Hi,
I'm trying to find differentially expressed genes between two expression microarray datasets, both Illumina HT-12 v4, one only has 3 samples (3 different patients), the other one has 5 in triplicates (biological, clones). I loaded the datasets using lumi and individually transformed them (vst) and normalized (rsn). Then I combined the datasets based on common features. The means in the first dataset are around 7.4, in the second around 8.4. So I tried to remove the batch effect using ComBat with the following:
pheno = pData(EDATA) edata = exprs(EDATA) batch = pheno$batch modcombat = model.matrix(~1, data=pheno) combat_edata = ComBat(dat=edata, batch=batch, mod=modcombat, numCovs=NULL, par.prior=TRUE, prior.plots=FALSE) exprs(EDATA) = combat_edata ## to plug the expression values back into the original ExpressionSet
My problem is, after ComBat, the samples cluster unexpectedly. The 3 samples that make up the first dataset should be clustering together and separately from the rest of the samples. But instead, not even the triplicate samples cluster together anymore. Is there something wrong with this approach? Or could ComBat be destroying the differences? The RNAs come from cells of similar type - all iPSC - but very different culture systems. Any help would be greatly appreciated.
Jaro
If the data are all on the same array, why are you combining data based on common features. If they are the same array, by definition the features are all common.

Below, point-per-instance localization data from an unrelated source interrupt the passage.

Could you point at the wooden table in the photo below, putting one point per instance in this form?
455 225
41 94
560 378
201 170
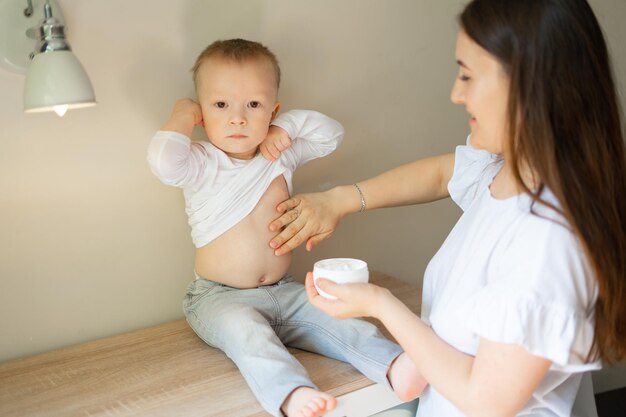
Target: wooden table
160 371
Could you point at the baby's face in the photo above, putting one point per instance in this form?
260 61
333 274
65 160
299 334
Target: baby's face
238 100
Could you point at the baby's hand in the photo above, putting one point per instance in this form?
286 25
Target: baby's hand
185 115
275 143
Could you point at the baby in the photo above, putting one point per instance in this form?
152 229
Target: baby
241 300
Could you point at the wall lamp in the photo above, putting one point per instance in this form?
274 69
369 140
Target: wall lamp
55 79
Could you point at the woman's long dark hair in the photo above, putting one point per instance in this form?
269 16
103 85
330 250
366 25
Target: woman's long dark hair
564 124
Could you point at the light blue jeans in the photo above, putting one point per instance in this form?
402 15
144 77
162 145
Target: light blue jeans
253 326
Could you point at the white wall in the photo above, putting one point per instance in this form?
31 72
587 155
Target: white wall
92 245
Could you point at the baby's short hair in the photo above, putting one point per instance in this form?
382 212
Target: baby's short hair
238 50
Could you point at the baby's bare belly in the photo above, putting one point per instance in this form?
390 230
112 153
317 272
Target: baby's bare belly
241 257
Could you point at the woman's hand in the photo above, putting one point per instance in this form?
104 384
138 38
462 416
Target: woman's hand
353 300
308 218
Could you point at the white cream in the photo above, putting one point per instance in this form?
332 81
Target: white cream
341 271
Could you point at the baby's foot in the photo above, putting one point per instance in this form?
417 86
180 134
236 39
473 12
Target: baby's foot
405 379
308 402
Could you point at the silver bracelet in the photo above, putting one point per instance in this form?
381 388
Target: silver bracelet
362 198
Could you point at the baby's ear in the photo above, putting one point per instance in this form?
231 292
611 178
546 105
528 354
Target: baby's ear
275 111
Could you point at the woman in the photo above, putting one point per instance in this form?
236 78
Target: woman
528 292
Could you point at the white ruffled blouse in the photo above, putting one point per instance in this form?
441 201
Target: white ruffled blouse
511 276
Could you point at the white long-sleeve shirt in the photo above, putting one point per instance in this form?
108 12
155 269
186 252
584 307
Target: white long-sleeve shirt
221 191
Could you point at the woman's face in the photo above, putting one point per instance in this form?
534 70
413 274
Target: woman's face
482 86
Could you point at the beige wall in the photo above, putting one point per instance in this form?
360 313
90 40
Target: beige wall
91 244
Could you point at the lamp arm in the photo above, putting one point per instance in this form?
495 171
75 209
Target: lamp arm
28 11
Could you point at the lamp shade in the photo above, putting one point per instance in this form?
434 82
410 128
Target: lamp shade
56 79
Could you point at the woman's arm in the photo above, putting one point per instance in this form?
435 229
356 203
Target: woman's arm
498 381
312 218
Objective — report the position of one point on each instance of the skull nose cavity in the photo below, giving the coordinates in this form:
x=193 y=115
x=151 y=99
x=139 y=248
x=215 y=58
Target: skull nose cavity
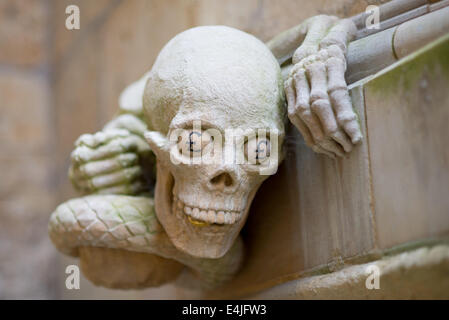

In addition, if you are trying to make comparisons between batches and the biological replicates are all either in one or the other batch (e.g., if you are trying to compare the 3 samples in the first set vs the 5 in the second set), then you should note that it is not possible to remove the batch effect. In this situation, the biological differences are completely confounded with batch and there is no way to unscramble that egg.